Паскуэла посмотрела с недоумением, обернулась к мужу.
– Выдумал? – пожал тот плечами.
Стало тихо. Воображаемая подруга – это ещё куда ни шло. Но убеждать окружающих в реальности вымышленных отношений – это странно. Бальтазар надеялся избежать расспросов о том, повлияет ли это на оценку рисков воскрешения, – тема была сложная (хотя он был уверен, что институтские психологи этот выверт фантазии Фомы оценят по достоинству).
Валера поёрзал, поглядел на обеспокоенную мать, угрюмого отца и задумавшегося следователя.
– Фома с моего телефона переписывался, – с неохотой проговорил он. – По ночам, когда я спал. Его отпечатки не срабатывали, так он моими пользовался. Сам во всём признался, когда я у себя неизвестную переписку обнаружил, а затем подстерёг его. – Валера вздохнул.
– Хороший признак, – сказал Бальтазар на всякий случай. – Валера, ты…
– И что же хорошего?! – перебила его возмущённая Паскуэла.
– Э-э… Изворотливость, изобретательность ради естественной потребности продолжения рода, – туманно пояснил Бальтазар и быстро спросил: – Валера, дашь доступ к этой беседе?
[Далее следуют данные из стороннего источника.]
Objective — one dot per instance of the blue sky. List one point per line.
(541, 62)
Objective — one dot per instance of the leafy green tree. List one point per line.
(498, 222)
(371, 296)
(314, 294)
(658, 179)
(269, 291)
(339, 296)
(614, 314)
– Да там ничего особого. Слал ей мои фотки, видео смастерил, хохмил почём зря. Очень остроумно к девчонке подкатывал. Хороший признак, как вы, наверное, скажете. Она всё хи-хи да ха-ха, «какой ты умный, какой молодец». Когда я его за руку поймал, он согласился, что нехорошо поступил. От меня выслал ей свою страничку с извинениями, что, мол, это всё тот же я, но есть маленькое но…
Валера затих, роясь в телефоне.
– Нашёл! Открыл вам доступ. Фома вначале хотел забрать переписку себе, но увидел, что она со мной стала кокетничать, и попросил удалить – полностью, без возможности восстановления. Я всё потёр, а девчонку заблокировал. При нём. Зачем мне эта пошлая интрижка – брата изводить? Но это давно было, девушка тут ни при чём. Брат из-за другого куксился, не знаю из-за чего… – задумчиво проговорил Валера.
Слушая и кивая, Бальтазар вытряхнул из госкорзины переписку, просмотрел – всё так, девушка эта тоже пустой след. Да, один раз зашла к Фоме (видимо, после его «разоблачения») и больше не объявлялась. Общение Фомы с ней, надо отметить, характеризовало его как человека разностороннего и неглупого, а вот девушка хоть и красавица по земным меркам, но именно что «хи-хи да ха-ха» – правильно Валера её описал. Бальтазар отправил мозговичку новый материал, но тот сразу ответил, что это полная ерунда, ни с чем не связана и ни на что не влияет.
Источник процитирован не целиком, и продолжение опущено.